1998 yılında Ozan Ceyhun Alman Yeşiller Partisi’nden Avrupa Parlamentosu’na girdi.
Yeşiller Partisi’nin göçmenler ile ilgili biriminin başındaydı.
71 muhtırasından sonra işkence görmüş, 12 Eylül’den sonra tutuklanmış Kemalist-solcu yazar Demirtaş Ceyhun’un 12 Eylül’den sonra ülkeyi terk etmiş oğlunun bu başarı hikayesi o günlerin Cumhuriyet gazetesindeki bir köşe yazısında şöyle övülmüş:
“Ne güzel adlar koymuşuz çocuklarımıza... Bizim çocuğumuzdu Ozan. Onların çocuklarının otel lobilerinde adam dövmekten, hırsızlığa, hayalcilikten, kokainciliğe kadar her türlü pisliğe bulaştığı yıllarda o Almanya’da siyasi yaşamının basamaklarını tırmanıyordu koşarcasına...”
Ozan Ceyhun, bir taraftan Avrupa Parlamentosu’nda Türkiye’nin insan hakları, demokrasi, Kürt meselesi politikalarına karşı eleştirel bir Yeşiller milletvekili çizgisini izledi.

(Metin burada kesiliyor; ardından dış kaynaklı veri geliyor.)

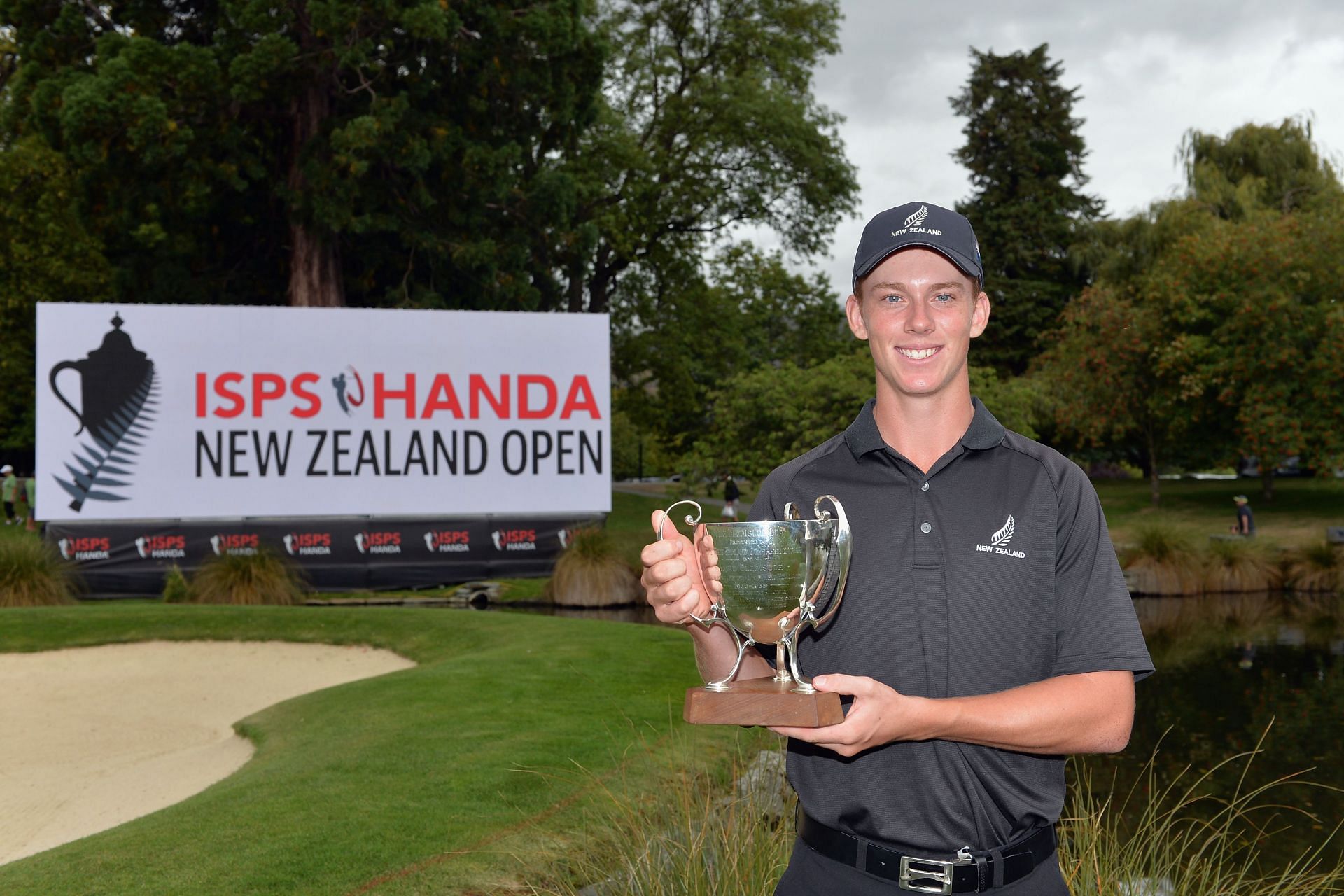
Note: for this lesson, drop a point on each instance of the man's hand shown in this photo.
(878, 716)
(1086, 713)
(679, 575)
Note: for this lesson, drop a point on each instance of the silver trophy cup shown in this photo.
(772, 580)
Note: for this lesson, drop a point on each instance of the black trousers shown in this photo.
(812, 874)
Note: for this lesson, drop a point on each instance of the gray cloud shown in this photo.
(1147, 73)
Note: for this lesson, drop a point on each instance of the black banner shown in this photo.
(121, 559)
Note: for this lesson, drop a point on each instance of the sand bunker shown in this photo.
(94, 736)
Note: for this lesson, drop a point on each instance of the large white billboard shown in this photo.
(150, 412)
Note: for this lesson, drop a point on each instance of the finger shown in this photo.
(651, 554)
(666, 531)
(835, 682)
(830, 736)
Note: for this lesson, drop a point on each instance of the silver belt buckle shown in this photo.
(936, 869)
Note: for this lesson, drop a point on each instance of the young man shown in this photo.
(1245, 524)
(986, 630)
(8, 493)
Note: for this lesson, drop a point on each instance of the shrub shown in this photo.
(1317, 567)
(1187, 841)
(1237, 564)
(592, 573)
(1161, 561)
(33, 574)
(248, 580)
(175, 586)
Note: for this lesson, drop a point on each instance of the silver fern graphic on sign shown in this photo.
(1004, 535)
(118, 394)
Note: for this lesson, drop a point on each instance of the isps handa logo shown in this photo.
(514, 539)
(448, 542)
(238, 545)
(378, 542)
(85, 548)
(162, 547)
(118, 398)
(308, 545)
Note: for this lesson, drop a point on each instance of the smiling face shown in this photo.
(918, 314)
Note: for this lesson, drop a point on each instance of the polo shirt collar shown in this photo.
(984, 430)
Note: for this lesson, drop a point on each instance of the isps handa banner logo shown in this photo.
(118, 400)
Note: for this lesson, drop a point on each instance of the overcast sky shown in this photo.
(1147, 71)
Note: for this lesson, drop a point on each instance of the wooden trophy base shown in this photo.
(762, 701)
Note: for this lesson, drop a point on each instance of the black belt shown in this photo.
(968, 874)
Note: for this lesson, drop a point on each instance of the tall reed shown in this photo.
(248, 580)
(33, 574)
(1184, 841)
(1317, 567)
(696, 837)
(1163, 561)
(592, 573)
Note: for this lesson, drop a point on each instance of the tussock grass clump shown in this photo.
(248, 580)
(1237, 564)
(696, 836)
(33, 574)
(175, 586)
(1317, 567)
(1187, 841)
(1163, 561)
(592, 573)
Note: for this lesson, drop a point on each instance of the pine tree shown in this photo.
(1026, 159)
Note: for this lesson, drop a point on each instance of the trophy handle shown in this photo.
(843, 550)
(718, 609)
(65, 365)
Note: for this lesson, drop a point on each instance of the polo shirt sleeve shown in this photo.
(1096, 628)
(765, 503)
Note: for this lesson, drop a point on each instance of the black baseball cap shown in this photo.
(924, 225)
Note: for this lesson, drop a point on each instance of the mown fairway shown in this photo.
(458, 776)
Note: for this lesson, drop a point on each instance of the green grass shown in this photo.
(458, 776)
(1297, 516)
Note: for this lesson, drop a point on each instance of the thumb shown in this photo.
(663, 526)
(835, 682)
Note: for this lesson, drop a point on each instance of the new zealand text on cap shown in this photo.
(924, 225)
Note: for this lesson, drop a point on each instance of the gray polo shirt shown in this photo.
(991, 571)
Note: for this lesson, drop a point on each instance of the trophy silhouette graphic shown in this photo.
(118, 388)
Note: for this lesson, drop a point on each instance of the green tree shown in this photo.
(673, 344)
(1026, 159)
(245, 150)
(1260, 326)
(1156, 360)
(771, 414)
(1259, 167)
(46, 255)
(1120, 377)
(707, 122)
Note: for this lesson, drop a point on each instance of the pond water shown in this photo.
(1228, 671)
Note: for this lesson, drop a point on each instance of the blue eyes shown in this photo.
(942, 298)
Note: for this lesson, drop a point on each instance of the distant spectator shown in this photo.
(730, 498)
(30, 491)
(8, 492)
(1245, 524)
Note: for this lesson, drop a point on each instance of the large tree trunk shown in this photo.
(315, 276)
(1154, 482)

Türkiye’ye terörle mücadele ve sınır ötesi operasyonlarında kullanılmak üzere Alman Lepold tanklarının verilmesini eleştiriyor, Leyla Zana ve tutuklu DEP milletvekillerinin durumunu takip ediyor, Cumartesi Anneleri’nin eylemlerinin yasaklanmasına, İHD’ye yönelik baskılara, 2000’e Doğru dergisinin terör propagandasından kapatılmasına karşı çıkıyor, Türkiye’nin Kuzey Irak operasyonlarıyla ilgili AP’de konuşmalar yapıyordu.

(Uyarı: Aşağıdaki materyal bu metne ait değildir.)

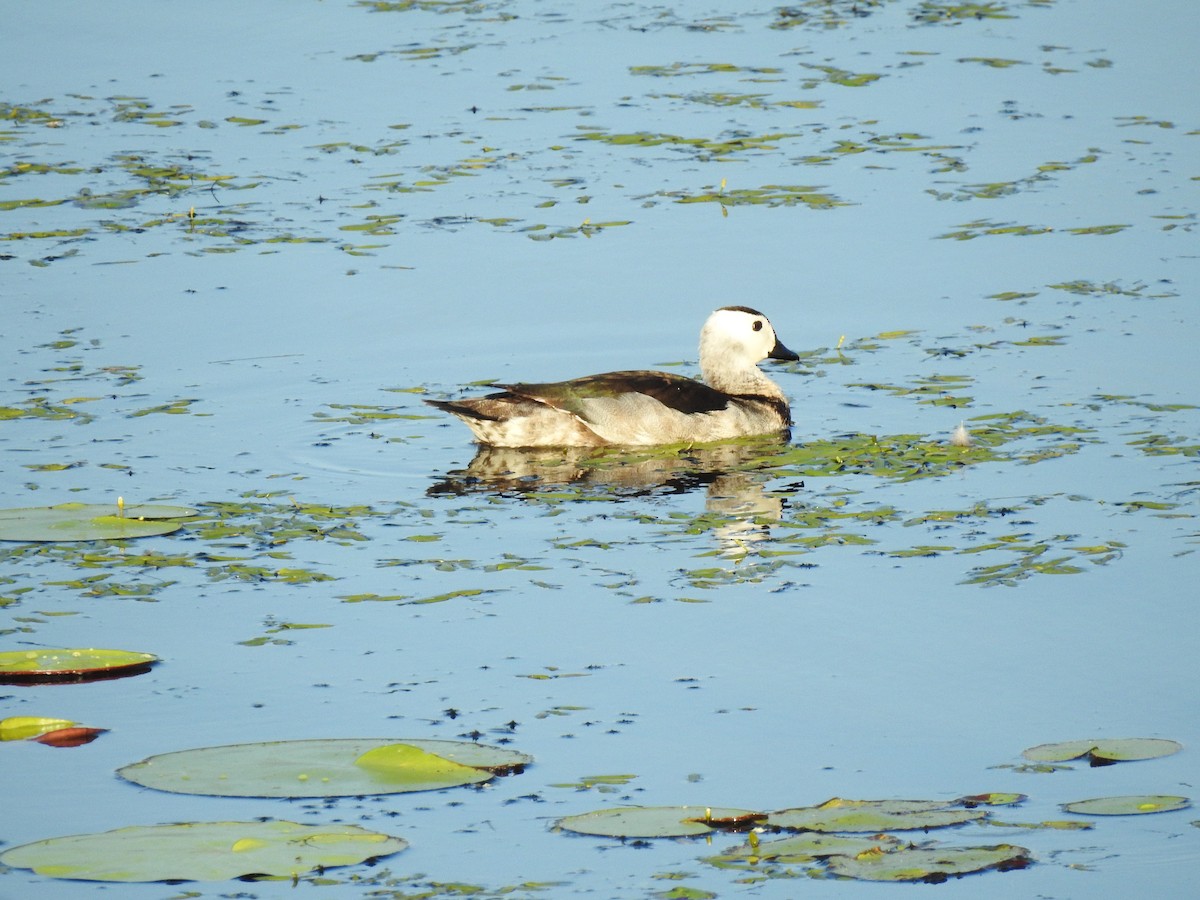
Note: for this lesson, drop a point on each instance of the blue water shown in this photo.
(847, 671)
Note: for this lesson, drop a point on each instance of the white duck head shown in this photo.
(732, 343)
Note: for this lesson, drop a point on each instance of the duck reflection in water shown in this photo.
(733, 477)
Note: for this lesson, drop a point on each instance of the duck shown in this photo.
(646, 408)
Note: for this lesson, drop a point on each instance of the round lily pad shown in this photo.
(871, 816)
(933, 864)
(1103, 751)
(89, 522)
(1135, 805)
(46, 665)
(202, 851)
(659, 821)
(336, 767)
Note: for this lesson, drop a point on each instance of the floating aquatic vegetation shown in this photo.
(823, 13)
(1135, 805)
(874, 816)
(706, 148)
(90, 522)
(693, 69)
(442, 6)
(982, 227)
(603, 784)
(934, 390)
(771, 196)
(1109, 289)
(659, 821)
(1045, 172)
(203, 851)
(933, 864)
(1103, 751)
(750, 101)
(832, 75)
(414, 53)
(51, 665)
(930, 12)
(334, 767)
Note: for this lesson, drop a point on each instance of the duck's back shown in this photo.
(635, 408)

https://www.europarl.europa.eu/meps/de/2337/OZAN_CEYHUN/all-activities/motions/5
Ama aynı zamanda Türkiye’de aynı yıllardaki 28 Şubat havasına uygun işlere de imza atıyordu.
Bunların en ünlüsü 2000 yılında yayınlattığı “Allah Adına Politika: İslamcılık Avrupa’ya Meydan Okuyor” adlı 100 sayfalık Almanca kitapçıktı.

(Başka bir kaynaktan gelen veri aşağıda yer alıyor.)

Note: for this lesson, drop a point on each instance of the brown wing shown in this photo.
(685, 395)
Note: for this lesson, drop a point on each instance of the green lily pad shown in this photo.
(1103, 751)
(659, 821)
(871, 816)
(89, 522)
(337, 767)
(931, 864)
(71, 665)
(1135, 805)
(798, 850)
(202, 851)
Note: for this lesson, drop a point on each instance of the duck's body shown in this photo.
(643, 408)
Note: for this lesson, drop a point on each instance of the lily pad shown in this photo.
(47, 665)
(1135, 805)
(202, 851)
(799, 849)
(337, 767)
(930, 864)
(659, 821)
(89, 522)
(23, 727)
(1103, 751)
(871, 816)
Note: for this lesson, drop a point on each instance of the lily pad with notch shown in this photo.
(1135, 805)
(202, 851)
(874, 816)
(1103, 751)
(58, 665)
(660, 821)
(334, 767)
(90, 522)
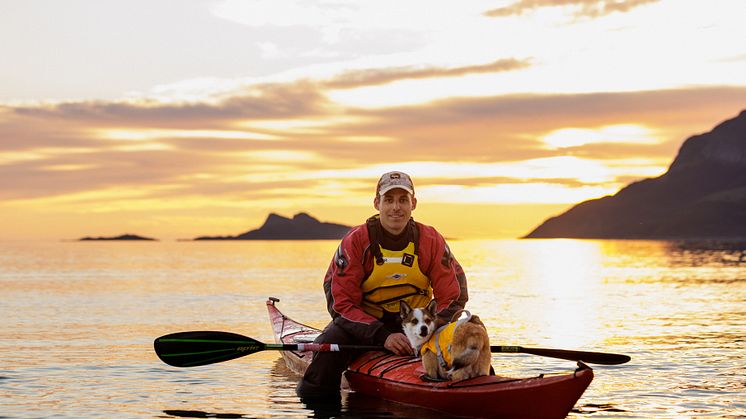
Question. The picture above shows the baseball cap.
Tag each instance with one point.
(393, 180)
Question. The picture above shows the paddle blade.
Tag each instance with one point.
(191, 349)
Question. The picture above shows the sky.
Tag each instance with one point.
(179, 118)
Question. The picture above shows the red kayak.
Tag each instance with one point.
(397, 378)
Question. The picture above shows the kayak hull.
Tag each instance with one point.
(397, 378)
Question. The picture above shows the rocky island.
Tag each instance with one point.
(122, 237)
(301, 227)
(701, 196)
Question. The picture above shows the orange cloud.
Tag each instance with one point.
(373, 77)
(588, 8)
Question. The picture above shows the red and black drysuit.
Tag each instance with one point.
(352, 264)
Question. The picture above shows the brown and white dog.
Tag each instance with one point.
(456, 351)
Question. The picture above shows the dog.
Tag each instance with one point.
(456, 351)
(418, 324)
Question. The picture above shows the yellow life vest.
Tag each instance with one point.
(398, 278)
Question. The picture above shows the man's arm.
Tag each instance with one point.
(343, 293)
(447, 277)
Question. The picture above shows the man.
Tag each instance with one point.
(389, 258)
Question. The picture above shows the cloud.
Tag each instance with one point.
(372, 77)
(59, 150)
(256, 102)
(587, 8)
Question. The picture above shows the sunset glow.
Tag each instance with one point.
(212, 115)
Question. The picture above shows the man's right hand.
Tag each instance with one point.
(398, 344)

https://issuu.com/aypa/docs/politik-im-namen-allahs
Biri Cumhuriyet gazetesinin Almanya temsilcisi olan üç uzmana hazırlatıp, kendi imzasıyla yayınlattığı kitap aslında Almanya’daki İslami yapılarla ilgili kurumların, isimlerin, olayların ayrıntılı olarak anlatıldığı bir tür fişleme çalışmasıydı.
Kitapta en geniş yer Avrupa Milli Görüş Teşkilatı’na ayrılmıştı. Cemalettin Kaplan grubu, Fethullahçılar, Nurcular, Süleymancılar, Nakşibendi tarikatlarının Almanya’daki çalışmaları, amaçları tek tek incelenmişti.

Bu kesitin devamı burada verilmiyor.